Protagonista di un frenetico pressing telefonico su Loris D’Ambrosio (consigliere giuridico di Napolitano) per salvarsi dall’inchiesta di Palermo, Mancino viene alla fine accontentato con la nota del 4 aprile 2012, firmata dal segretario generale della Presidenza della Repubblica Donato Marra, con la quale il Quirinale segnala al Pg della Cassazione Vitaliano Esposito (il predecessore di Ciani) l’opportunità di raggiungere una visione giuridicamente univoca tra le procure di Palermo, Firenze e Caltanissetta che indagano a diverso titolo sulla trattativa. Una lettera quantomeno “irrituale”, dal momento che tra i poteri del capo dello Stato non vi sono quelli di coordinamento delle indagini antimafia, che spettano solo al procuratore nazionale di via Giulia.
Grasso viene pertanto convocato “oralmente’’ da Ciani (che nel frattempo, l’11 aprile 2012, si è insediato al posto di Esposito), ma nella riunione del 19 aprile rifiuta di intervenire sulle procure e fa mettere a verbale che “non ci sono violazioni tali da poter fondare un intervento di avocazione”.

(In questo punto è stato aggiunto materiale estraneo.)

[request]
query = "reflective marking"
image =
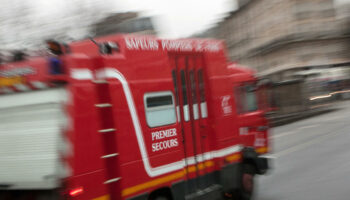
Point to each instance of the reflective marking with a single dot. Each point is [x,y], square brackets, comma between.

Nessuno oggi è disposto ad ammetterlo, né Esposito né Ciani, ma evidentemente in quella fase si è ipotizzata anche l’avocazione, ovvero lo “scippo” dell’indagine sulla trattativa ai pm di Palermo. Grasso si impegna a “trasmettere al Pg un’informativa scritta”, ma nei giorni seguenti Ciani avverte la pressione del Quirinale al punto da sollecitare il capo della Dna a inviargli la relazione promessa, che gli è indispensabile per rispondere alla nota di Marra. Ecco perché su carta intestata della Procura generale della Cassazione, giunta in via Giulia il 30 maggio 2012, il Pg incalza: “Caro procuratore, poiché devo dare un seguito alla nota 4/4/2012 del segretario generale della Presidenza della Repubblica, ti sarei grato se mi farai pervenire con sollecitudine la relazione che ti chiesi nel corso del nostro incontro del 19 aprile ultimo scorso. Cordiali saluti”. La risposta di Grasso, è una lunga relazione di dieci pagine che reca, scritta a mano, la data del 22 maggio 2012 (una data, in realtà, antecedente alla sollecitazione di Ciani) e che ha per oggetto la dicitura: “Relazione su on. Mancino”.

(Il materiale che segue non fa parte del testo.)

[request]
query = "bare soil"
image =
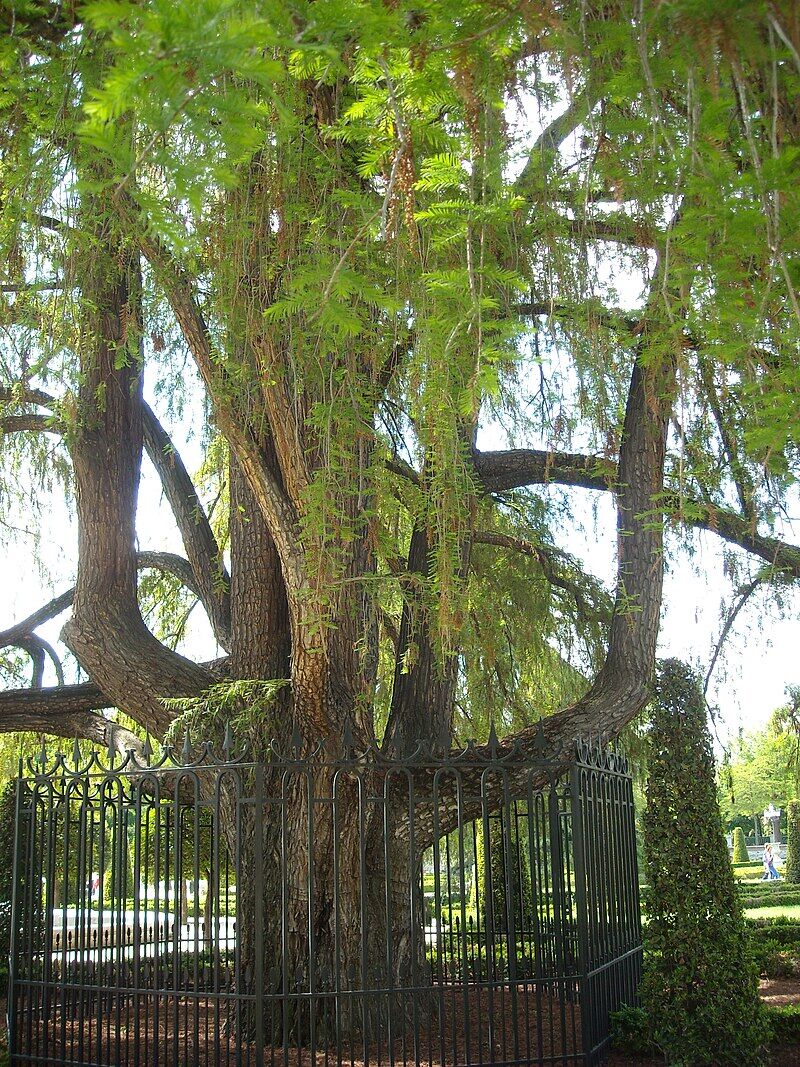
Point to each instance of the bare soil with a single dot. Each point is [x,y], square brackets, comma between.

È Mancino, insomma, il vero e unico protagonista del “Romanzo Quirinale”: quel Mancino che al telefono con D’Ambrosio lamentava di essere “emarginato” e pretendeva la più alta copertura.

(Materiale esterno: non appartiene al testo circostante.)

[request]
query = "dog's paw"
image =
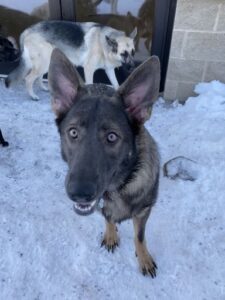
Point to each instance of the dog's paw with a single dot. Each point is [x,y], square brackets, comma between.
[147,265]
[110,241]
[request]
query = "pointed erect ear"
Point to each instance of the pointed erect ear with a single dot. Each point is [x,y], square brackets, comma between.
[141,89]
[64,82]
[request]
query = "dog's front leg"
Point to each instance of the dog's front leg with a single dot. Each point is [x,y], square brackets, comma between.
[112,77]
[2,141]
[110,239]
[146,263]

Grasso si tira fuori con eleganza: “Non ci sono i presupposti per avocare”, scrive nella relazione, “tali poteri così limitati (della Dna, ndr) giustificano il fatto che nessun procuratore nazionale antimafia si sia mai avvalso di tale prerogativa”.
E insiste ripetutamente sull’impossibilità dell’avocazione: “Ciò che è sicuramente fallita nello schema dell’articolo 371 bis è la previsione, in effetti inefficace, così come concepita, dell’avocazione… Piuttosto che avocare, occorre incidere sui temi delle investigazioni e sulla loro ragionevole durata”. A conclusione delle dieci pagine, infine, Grasso trasmette a Ciani, in allegato, un progetto di riforma della Dna che prevede una forte centralizzazione delle investigazioni e un sensibile rafforzamento dei poteri di coordinamento delle indagini: “Con preghiera di palesare le prospettate esigenze a livello istituzionale”. Un progetto del quale nulla si è mai saputo.